Despite promises that paving would never occur, the teens were suspicious. They thought some publicity might help. Virginia organized a petition drive at her school, Northern High. It was this petition, she thinks, that tipped the judges' vote in her favor, because she and her friends got "250 kids' signatures." First, of course, they asked the principal's permission. He agreed as long as the students understood what they were signing and things "didn't get out of control."
Virginia's campaign may have helped prevent the land swap, and, she hopes, protected wetlands.
"To me," Virginia explains, "the wetlands are the most important thing I have ever worked on." Ever has some meaning in Virginia's young life. She has volunteered on at least three local projects. At Jefferson-Patterson Park, she helped excavate "slave quarters in one area, a settlement in another." She's also pitched in at Calvert Marine Museum and at the Student Experiences in the Natural Environment summer camp program at the Academy of Natural Sciences Estuarine Research Center.
Virginia says she's always wanted to become a marine biologist. That interest goes back to a year-long program during grade school that introduced kids to their Bayfront community by first-hand visits to people and places. When the class went to the wetlands behind the school, Virginia was "hooked."

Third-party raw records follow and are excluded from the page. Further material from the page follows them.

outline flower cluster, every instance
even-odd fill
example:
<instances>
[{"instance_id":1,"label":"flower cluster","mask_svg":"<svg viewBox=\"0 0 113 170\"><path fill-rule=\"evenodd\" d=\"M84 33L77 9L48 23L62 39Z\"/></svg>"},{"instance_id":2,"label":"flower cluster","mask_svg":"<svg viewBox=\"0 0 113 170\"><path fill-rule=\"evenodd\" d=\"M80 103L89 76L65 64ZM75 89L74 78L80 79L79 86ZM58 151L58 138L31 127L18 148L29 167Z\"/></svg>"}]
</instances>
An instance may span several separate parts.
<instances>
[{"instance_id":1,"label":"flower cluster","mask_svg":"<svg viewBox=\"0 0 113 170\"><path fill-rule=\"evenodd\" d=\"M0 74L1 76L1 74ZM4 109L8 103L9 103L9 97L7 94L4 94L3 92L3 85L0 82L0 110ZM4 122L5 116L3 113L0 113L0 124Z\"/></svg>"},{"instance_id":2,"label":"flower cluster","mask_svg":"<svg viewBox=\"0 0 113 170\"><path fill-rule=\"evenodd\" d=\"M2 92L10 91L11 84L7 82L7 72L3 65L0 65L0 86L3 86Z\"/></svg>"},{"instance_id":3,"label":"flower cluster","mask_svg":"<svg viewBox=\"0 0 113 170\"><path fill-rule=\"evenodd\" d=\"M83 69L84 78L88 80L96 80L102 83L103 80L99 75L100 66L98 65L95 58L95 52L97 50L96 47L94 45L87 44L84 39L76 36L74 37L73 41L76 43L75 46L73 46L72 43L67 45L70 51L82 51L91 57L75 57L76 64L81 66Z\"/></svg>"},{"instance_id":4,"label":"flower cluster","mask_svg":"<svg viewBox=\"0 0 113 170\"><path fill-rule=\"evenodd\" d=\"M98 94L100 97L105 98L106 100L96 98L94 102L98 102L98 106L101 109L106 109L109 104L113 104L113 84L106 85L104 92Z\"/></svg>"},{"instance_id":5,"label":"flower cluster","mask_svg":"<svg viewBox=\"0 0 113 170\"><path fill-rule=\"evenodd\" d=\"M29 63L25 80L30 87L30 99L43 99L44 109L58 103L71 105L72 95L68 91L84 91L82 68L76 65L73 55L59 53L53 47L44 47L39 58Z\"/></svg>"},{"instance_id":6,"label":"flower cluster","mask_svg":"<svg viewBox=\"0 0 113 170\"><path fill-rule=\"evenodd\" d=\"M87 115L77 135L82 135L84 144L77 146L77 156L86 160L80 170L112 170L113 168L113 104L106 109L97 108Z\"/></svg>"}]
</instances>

The Chesapeake Beach teen learned about the Millennium Dreamer contest on the Disney Channel. Winners and a parent were invited to a Global Children's Summit at the Walt Disney World Resort in Florida. There, the young Millennium Dreamers Ambassadors - including 18 other Maryland teens - shared their stories with each other and the world. Highlights included an interactive symposium on "The Power of One," moderated by ABC-TV News anchor Jack Ford and hearing inspirational speakers such as astronaut Sally Ride and actors Christopher Reeve and LeVar Burton talking about how one person can make a difference. Ambassador Virginia, accompanied by dad Eric, returned from the summit with stories aplenty to share with the rest of the family: mom Roseanna, three other sisters and a brother.
Reflecting on being chosen as a Millennium Dreamer, Virginia said, "I've been very opinionated all my life, and when I find something I believe in, I get involved." And what would she say about her issue of wetlands if she could reach everyone in Chesapeake Country?
"Because you live on the shore, just be extra careful what you do in your everyday life. A lot of people around here eat crabs and oysters, for instance. It doesn't really take a lot to harm the environment. Whatever you do will have an impact on the Bay and on your life."